Friday, March 1, 2013

Mostly Other People Do the Killing, Slippery Rock!

No other group out there can match Mostly Other People Do the Killing for over-the-top, madcap ensemble jazz that manages to convey strongly a sense of good-natured snideness. Not since the classic days of the Art Ensemble of Chicago has there been a band that makes excellent, advanced jazz and nevertheless has a humorous side that takes a loving jab at the music as it happens to exist right now.

Slippery Rock! (Hot Cup 123) is their latest, a send up of smooth jazz that is just so good that it does not scream "parody" as much as uses it as a stepping stone to some beautiful playing.

In its two-horn front line of Peter Evans, trumpet, and Jon Irabagon on saxes and flute, it has some of the very best of the younger players, really astounding cats who absorb tradition and make it something very much their own, and funny too when they choose to be so. The rhythm section of Moppa Elliott, bass, and Kevin Shea, drums, has tremendous vitality and thrust, great ideas, and the ability to go in and out on the turn of a dime, so to say.

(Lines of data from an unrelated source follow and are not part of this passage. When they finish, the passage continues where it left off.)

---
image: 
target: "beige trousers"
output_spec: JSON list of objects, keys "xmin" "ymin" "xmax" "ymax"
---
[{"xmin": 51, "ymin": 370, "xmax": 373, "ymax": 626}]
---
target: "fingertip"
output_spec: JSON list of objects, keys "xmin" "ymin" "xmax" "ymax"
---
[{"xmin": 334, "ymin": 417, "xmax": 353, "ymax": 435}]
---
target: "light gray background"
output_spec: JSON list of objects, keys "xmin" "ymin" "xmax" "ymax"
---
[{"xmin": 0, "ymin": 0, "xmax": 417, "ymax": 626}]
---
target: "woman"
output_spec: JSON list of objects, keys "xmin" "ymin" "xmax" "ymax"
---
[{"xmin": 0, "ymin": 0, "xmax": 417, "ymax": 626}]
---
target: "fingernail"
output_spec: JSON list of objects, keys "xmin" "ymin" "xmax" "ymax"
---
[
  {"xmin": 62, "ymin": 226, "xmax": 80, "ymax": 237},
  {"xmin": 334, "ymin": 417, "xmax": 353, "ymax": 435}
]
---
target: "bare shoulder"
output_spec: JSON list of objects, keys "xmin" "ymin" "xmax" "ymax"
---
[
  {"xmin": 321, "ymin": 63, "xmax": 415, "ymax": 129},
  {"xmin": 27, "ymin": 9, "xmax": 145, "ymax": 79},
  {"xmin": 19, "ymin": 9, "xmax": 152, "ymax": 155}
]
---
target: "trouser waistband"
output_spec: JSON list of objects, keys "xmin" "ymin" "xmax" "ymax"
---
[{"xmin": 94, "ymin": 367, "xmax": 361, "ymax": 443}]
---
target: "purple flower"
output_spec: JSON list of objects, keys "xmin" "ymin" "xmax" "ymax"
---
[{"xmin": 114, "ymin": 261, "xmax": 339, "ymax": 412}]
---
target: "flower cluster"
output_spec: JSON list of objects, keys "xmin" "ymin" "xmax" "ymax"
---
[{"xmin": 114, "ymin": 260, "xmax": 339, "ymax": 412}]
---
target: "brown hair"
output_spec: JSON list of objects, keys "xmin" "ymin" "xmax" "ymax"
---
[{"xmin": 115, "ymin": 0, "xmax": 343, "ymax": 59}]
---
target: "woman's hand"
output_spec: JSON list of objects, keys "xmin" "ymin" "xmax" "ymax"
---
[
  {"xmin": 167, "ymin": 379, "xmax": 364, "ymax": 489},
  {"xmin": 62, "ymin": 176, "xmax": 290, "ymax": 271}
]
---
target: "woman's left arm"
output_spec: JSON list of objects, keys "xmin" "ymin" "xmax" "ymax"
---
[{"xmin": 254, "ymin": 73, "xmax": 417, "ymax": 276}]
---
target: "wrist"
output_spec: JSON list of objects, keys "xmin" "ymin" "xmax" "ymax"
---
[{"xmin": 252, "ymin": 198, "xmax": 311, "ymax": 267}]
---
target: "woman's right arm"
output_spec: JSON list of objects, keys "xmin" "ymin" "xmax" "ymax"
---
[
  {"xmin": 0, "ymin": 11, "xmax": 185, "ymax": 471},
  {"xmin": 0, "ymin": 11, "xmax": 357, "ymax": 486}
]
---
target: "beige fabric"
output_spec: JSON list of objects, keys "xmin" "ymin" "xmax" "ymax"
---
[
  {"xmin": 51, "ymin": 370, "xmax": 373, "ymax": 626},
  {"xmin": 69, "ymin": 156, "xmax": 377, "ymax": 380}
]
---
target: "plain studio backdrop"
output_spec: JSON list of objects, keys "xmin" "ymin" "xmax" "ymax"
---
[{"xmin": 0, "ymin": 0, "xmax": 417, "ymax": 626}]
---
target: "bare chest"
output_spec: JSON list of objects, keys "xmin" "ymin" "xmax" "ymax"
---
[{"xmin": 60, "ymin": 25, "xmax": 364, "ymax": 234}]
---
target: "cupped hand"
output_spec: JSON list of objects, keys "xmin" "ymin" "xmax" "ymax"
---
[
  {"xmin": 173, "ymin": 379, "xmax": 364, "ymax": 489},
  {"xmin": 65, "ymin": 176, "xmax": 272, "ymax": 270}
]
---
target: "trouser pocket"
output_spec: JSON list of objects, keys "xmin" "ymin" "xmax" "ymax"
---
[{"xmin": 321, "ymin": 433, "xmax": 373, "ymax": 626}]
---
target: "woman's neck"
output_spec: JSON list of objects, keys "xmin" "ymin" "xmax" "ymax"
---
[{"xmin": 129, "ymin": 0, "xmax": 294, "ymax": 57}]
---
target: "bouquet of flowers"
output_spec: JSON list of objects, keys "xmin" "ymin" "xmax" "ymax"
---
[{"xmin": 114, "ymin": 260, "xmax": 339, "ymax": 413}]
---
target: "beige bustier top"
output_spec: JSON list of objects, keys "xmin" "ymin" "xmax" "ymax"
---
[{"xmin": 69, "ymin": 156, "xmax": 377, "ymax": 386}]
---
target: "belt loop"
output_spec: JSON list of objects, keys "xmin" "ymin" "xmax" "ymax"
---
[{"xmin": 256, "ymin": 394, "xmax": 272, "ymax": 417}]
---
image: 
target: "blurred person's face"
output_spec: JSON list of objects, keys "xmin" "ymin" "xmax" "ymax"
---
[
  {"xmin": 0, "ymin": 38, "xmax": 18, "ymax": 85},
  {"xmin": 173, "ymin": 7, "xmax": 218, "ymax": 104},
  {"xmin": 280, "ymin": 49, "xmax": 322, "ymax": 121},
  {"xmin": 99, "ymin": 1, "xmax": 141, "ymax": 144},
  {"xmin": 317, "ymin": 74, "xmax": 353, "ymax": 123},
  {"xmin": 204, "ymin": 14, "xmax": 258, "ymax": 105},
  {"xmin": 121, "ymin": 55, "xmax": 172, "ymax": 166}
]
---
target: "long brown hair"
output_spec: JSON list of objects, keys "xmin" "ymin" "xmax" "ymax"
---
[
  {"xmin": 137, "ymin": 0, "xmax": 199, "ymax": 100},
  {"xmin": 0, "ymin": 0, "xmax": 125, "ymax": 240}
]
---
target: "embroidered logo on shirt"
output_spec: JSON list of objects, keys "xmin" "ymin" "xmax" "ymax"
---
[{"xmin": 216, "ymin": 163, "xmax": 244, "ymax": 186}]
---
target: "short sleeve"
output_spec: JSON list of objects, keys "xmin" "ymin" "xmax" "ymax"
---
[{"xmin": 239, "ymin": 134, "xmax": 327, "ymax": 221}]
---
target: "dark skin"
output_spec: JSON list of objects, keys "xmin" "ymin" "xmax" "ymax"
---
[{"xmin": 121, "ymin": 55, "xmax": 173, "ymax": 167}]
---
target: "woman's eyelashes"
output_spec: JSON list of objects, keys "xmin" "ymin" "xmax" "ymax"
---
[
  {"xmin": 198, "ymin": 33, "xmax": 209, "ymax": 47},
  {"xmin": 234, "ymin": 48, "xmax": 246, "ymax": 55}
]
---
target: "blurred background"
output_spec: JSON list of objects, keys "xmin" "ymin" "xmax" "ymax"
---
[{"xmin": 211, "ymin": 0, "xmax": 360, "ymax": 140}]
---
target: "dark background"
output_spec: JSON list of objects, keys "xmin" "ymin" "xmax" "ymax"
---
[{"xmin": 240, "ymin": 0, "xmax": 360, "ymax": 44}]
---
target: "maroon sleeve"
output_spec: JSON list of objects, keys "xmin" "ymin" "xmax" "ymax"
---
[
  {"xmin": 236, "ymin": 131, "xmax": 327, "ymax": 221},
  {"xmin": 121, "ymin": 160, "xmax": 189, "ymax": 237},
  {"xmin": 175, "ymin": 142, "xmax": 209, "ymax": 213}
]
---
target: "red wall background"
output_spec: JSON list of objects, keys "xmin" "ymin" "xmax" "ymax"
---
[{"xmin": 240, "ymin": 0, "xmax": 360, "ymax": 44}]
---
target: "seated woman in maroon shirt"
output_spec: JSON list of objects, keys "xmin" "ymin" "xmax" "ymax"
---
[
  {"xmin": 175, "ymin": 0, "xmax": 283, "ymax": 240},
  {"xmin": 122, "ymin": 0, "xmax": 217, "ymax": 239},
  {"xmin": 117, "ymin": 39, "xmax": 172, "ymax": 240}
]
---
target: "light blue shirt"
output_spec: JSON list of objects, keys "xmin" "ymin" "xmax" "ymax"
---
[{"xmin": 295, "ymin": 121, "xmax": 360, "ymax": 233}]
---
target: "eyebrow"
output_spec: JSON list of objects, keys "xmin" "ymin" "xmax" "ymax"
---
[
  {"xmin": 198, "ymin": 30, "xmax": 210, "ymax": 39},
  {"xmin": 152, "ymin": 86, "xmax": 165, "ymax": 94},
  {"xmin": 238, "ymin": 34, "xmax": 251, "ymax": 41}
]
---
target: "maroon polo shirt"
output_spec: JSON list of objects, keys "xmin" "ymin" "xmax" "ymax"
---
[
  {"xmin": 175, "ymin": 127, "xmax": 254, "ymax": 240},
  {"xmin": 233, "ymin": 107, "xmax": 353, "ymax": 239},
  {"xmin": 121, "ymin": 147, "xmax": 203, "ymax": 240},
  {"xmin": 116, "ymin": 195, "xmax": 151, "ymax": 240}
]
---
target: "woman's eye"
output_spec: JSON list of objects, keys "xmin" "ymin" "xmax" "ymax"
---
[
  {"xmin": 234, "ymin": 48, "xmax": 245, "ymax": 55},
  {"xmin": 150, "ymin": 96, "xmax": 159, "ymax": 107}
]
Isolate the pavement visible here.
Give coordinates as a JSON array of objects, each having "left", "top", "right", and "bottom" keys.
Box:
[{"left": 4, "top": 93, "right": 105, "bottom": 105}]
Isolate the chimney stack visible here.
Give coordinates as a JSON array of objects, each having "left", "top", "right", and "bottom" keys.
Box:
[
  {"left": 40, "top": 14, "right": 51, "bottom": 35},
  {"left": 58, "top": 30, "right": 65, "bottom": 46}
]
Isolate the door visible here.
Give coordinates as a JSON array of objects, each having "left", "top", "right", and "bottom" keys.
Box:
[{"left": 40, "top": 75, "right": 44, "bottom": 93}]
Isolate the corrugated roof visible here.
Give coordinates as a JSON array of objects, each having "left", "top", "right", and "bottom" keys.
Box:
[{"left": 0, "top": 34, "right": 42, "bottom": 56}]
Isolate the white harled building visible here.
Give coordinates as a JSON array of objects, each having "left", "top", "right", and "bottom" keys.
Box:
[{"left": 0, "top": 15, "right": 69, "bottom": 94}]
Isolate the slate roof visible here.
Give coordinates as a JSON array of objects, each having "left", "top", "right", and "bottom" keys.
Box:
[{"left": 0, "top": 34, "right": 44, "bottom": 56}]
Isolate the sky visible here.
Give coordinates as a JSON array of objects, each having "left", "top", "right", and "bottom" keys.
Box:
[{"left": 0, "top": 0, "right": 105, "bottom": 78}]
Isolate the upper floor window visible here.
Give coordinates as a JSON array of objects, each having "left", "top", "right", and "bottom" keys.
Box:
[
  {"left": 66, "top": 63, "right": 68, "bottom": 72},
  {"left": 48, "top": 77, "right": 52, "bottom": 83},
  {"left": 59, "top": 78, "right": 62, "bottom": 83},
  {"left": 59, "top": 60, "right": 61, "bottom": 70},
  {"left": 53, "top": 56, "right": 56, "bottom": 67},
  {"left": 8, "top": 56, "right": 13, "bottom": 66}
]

Moppa writes all the music and it's excellent. It gets some corking good jabs in there at the same time, taking the standard, sometimes rather weak hard bop derived funkiness of the smooth crowd and transforming it, giving it lots of balls and a big horse laugh in there somewhere too. The band plays it all with such exuberance, it's as if either you or they will soon explode, with joy, with irreverance, with glee, and it's not clear if you or the band will be spontaneously combusting first!

That's probably all I need to say about this album. Mostly Other People Do the Killing are central. They are important. And they can smoke you like nobody out there, almost nobody anyway. This new one will get you into the ozone and all with some great good-humor-man bells and popsicles!